The following is an example Seed, showing all possible options.

apiVersion: kubermatic.k8s.io/v1
kind: Seed
metadata:
  name: <<exampleseed>>
  namespace: kubermatic
spec:
  # BackupRestore when set, enables backup and restore controllers with given configuration.
  # Deprecated: use EtcdBackupRestore instead which allows for multiple destinations. For now, it's still supported and
  # will work if set.
  backupRestore: null
  # Optional: Country of the seed as ISO-3166 two-letter code, e.g. DE or UK.
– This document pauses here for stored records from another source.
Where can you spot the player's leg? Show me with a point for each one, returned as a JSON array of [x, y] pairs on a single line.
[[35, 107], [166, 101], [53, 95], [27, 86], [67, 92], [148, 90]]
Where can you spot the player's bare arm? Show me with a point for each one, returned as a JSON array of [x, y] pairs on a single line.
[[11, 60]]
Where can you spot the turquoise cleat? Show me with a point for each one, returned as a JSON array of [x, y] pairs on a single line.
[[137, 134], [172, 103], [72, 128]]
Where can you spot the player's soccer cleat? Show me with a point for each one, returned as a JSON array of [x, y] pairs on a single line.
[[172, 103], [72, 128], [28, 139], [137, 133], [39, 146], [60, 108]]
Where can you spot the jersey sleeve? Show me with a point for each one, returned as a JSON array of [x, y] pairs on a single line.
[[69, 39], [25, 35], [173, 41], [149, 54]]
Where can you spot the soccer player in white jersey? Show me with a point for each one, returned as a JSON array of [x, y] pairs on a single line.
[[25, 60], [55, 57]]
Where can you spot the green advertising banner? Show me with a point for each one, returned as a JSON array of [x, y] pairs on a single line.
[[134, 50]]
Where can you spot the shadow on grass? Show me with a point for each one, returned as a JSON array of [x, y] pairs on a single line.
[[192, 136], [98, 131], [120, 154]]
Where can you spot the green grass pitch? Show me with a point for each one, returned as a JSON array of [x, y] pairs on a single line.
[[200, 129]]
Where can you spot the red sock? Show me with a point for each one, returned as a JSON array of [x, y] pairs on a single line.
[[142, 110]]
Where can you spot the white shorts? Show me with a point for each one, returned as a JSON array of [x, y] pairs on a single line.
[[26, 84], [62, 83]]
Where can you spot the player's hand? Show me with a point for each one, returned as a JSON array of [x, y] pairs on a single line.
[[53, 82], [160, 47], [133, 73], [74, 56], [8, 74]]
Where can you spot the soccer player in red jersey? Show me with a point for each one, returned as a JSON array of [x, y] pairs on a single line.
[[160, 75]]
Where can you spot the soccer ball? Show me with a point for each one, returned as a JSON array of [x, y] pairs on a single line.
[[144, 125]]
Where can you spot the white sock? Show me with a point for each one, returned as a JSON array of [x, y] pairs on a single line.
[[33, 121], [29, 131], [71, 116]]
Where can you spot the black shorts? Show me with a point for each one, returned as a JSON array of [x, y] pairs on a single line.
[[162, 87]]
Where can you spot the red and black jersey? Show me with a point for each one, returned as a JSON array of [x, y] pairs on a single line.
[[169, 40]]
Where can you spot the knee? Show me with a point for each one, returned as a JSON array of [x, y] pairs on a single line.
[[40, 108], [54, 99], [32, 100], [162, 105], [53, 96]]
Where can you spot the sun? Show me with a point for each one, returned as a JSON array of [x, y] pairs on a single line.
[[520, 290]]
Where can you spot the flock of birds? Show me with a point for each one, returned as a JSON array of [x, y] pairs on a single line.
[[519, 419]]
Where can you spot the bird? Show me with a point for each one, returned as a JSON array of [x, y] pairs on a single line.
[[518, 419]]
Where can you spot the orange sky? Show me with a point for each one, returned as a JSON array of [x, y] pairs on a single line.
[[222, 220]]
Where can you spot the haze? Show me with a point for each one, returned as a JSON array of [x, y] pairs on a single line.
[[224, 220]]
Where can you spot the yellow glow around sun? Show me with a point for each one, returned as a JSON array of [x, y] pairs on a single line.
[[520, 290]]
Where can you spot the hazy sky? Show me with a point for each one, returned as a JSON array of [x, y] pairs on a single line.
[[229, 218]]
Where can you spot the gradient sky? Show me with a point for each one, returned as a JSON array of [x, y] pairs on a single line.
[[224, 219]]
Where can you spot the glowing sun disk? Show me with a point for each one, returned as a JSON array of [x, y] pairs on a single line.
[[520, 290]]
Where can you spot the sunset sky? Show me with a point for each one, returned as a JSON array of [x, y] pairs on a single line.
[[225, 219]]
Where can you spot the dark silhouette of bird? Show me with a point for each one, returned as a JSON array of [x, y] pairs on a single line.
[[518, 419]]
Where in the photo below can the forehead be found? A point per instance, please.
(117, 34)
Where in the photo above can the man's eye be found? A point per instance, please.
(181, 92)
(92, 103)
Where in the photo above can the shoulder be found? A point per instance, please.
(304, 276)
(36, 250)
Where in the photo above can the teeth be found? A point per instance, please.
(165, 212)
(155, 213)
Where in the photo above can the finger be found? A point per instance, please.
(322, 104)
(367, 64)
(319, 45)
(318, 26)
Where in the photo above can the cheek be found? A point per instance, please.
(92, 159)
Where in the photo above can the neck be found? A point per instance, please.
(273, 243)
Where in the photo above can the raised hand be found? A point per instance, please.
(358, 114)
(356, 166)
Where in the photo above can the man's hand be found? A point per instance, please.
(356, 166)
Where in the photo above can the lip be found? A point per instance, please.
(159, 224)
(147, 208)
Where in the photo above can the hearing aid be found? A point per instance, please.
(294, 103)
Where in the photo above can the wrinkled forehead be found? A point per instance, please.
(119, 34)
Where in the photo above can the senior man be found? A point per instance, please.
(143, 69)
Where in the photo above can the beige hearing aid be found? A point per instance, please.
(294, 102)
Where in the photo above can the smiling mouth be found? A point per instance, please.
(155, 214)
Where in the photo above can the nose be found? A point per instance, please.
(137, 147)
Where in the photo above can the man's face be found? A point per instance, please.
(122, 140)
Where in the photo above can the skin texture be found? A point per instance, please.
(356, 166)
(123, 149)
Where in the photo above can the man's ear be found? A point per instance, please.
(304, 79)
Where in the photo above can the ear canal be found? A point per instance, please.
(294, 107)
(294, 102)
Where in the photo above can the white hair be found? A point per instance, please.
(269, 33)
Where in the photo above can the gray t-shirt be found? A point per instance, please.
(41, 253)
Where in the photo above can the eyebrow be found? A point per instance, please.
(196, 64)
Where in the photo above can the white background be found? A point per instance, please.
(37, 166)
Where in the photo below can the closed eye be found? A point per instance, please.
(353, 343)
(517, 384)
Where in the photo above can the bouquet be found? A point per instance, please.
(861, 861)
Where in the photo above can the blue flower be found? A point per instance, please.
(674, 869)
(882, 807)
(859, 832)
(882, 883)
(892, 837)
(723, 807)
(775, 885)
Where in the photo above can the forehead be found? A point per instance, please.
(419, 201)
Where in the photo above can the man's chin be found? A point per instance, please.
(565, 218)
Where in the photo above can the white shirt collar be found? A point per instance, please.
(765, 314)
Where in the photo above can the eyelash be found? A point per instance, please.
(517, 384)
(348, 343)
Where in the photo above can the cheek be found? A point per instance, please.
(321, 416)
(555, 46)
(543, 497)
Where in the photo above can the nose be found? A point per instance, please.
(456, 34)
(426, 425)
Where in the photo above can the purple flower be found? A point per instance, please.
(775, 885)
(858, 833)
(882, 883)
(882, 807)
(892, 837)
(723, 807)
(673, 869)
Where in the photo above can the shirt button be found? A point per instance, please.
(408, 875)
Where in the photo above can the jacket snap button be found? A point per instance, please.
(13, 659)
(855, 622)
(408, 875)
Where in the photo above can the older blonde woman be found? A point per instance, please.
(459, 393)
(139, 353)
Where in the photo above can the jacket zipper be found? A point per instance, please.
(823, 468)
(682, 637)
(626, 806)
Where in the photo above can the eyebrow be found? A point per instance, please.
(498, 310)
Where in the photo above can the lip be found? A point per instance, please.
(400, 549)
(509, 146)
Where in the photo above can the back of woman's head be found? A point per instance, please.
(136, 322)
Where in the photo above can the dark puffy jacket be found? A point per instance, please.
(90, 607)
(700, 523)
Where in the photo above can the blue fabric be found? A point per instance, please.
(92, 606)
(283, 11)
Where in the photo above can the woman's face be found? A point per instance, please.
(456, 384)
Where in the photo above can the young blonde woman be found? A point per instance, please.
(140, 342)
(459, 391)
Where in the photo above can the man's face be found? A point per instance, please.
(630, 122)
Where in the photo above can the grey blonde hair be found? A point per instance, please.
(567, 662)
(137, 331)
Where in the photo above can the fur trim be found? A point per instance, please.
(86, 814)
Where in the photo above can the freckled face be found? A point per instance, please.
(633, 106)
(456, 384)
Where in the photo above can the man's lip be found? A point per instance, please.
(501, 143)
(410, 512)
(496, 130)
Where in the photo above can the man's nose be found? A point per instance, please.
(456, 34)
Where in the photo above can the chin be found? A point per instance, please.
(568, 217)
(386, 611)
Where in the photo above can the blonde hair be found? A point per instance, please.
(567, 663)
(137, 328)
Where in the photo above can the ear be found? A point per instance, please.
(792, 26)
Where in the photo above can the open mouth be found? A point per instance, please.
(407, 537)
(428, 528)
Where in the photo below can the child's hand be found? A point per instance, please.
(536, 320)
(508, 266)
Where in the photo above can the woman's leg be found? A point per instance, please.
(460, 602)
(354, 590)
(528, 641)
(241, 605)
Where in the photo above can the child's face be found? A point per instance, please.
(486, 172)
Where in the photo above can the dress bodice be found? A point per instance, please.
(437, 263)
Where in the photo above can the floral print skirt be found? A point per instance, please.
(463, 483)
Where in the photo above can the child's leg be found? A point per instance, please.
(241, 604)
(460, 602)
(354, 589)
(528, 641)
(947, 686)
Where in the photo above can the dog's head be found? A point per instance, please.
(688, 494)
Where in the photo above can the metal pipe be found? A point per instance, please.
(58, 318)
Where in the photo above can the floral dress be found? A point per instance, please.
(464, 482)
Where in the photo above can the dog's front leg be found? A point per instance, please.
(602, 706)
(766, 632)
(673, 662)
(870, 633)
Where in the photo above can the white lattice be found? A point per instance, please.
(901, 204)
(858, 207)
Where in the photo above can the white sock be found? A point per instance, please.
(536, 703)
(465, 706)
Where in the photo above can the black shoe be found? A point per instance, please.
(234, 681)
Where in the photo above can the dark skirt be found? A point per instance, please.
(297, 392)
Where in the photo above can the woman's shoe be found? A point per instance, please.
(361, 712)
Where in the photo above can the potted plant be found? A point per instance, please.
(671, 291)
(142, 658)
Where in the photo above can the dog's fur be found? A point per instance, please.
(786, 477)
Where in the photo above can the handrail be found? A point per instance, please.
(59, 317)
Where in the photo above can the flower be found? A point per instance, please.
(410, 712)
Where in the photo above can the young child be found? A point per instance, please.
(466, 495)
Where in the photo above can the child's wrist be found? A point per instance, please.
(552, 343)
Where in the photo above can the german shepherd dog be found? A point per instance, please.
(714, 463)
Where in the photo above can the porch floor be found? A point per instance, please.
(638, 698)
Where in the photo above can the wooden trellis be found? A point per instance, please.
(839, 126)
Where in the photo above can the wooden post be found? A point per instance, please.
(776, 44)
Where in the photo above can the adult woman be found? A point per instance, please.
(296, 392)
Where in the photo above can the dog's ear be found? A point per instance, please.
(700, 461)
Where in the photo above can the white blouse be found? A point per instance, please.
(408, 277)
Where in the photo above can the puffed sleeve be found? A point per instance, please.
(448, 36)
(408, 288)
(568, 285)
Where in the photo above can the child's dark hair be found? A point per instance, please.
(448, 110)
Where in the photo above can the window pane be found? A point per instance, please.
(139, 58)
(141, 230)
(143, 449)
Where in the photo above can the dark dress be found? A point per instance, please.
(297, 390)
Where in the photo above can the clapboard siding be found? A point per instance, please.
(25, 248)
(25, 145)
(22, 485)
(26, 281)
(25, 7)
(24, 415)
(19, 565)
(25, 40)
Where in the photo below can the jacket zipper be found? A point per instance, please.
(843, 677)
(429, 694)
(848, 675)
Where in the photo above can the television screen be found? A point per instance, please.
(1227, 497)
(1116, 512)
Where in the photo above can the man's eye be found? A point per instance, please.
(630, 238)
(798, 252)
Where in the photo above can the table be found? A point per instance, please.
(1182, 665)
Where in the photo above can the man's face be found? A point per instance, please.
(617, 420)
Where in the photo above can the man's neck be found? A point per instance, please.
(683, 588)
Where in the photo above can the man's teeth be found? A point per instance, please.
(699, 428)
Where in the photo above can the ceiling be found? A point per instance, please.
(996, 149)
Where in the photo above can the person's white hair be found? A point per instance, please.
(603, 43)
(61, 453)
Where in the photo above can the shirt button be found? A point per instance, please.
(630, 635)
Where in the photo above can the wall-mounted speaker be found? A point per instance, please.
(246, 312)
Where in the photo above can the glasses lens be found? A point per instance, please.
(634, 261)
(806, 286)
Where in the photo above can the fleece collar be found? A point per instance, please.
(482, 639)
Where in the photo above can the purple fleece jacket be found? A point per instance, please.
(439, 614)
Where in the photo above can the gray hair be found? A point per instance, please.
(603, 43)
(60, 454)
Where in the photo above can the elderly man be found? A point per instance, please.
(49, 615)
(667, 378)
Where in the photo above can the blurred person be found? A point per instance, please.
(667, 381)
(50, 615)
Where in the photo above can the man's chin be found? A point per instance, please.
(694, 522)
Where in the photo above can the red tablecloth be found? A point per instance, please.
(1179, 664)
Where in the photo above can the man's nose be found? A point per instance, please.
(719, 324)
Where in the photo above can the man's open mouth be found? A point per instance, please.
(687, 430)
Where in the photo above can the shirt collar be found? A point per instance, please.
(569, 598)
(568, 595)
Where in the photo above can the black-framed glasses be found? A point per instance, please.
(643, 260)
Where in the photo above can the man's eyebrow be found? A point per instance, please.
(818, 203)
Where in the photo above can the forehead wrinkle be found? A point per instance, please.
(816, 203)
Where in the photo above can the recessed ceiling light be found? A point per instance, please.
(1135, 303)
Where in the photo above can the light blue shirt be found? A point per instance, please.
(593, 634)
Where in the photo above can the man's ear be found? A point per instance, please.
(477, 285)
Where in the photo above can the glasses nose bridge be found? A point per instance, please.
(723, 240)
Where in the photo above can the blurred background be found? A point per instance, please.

  # For informational purposes in the Kubermatic dashboard only.
  country: ""
  # Datacenters contains a map of the possible datacenters (DCs) in this seed.
  # Each DC must have a globally unique identifier (i.e. names must be unique
  # across all seeds).
  datacenters:
    <<exampledc>>:
      # Optional: Country of the seed as ISO-3166 two-letter code, e.g. DE or UK.
      # For informational purposes in the Kubermatic dashboard only.
      country: ""
      # Optional: Detailed location of the cluster, like "Hamburg" or "Datacenter 7".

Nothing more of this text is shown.